AI tools could rewrite radiology reports in plainer language, with patients rating them almost twice as easy to understand, a new review suggests.
Researchers analysed 38 studies published between 2022 and 2025, covering more than 12,000 radiology reports simplified using AI systems such as ChatGPT.
Patients, the public and clinicians assessed the rewritten reports.
Across X-ray, CT and MRI reports, the reading level fell from “university level” to one closer to that of an 11 to 13-year-old.
The review, led by researchers at the University of Sheffield, suggests AI explanations could sit alongside scan reports as access expands through services such as the NHS App and wider medical record transparency policies.
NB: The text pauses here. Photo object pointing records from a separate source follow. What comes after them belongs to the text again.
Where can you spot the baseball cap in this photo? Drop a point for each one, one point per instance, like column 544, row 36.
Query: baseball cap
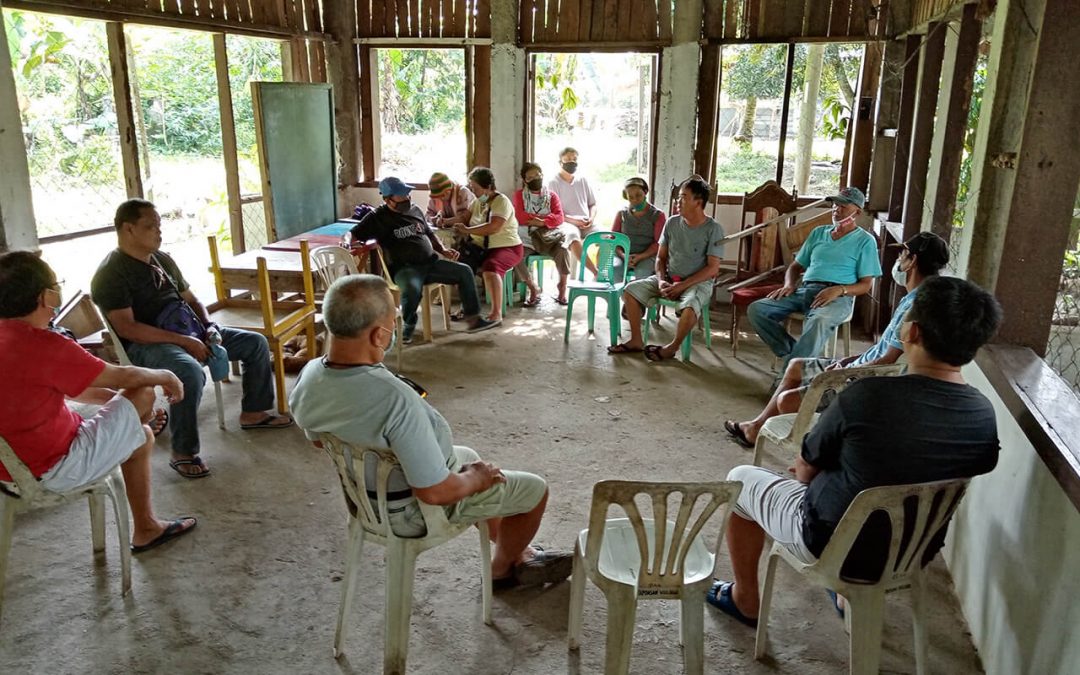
column 848, row 196
column 439, row 184
column 930, row 247
column 394, row 187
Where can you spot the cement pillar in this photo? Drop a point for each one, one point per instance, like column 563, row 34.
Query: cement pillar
column 678, row 95
column 509, row 80
column 997, row 138
column 17, row 227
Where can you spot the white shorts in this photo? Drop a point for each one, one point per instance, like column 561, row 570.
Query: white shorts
column 773, row 502
column 103, row 442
Dr Samer Alabed is senior clinical research fellow at the University of Sheffield and honorary consultant cardio radiologist at Sheffield Teaching Hospitals NHS Foundation Trust.
Alabed said: “The fundamental issue with these reports is they’re not written with patients in mind.
“They are often filled with technical jargon and abbreviations that can easily be misunderstood, leading to unnecessary anxiety, false reassurance and confusion.
“Patients with lower health literacy or English as a second language are particularly disadvantaged.
“Clinicians frequently have to use valuable appointment time explaining report terminology instead of focusing on care and treatment. Even small time savings per patient could add up to significant benefits across the NHS.”
Clinicians said most AI-simplified reports were accurate and complete, but around 1 per cent contained errors, including an incorrect diagnosis, suggesting the approach still needs oversight.
None of the 38 studies were carried out in the UK or in NHS settings, a gap the research team said it is now working to address.
Alabed said: “This research has highlighted several key priorities.
“The most important is the need for real world testing in NHS clinical workflows to properly assess safety, efficiency, and patient outcomes.
“This includes human-oversight models, where clinicians review and approve AI-generated explanations before they are shared with patients.
“Our long-term goal is not to replace clinicians, but to support clearer, kinder, and more equitable communication in healthcare.”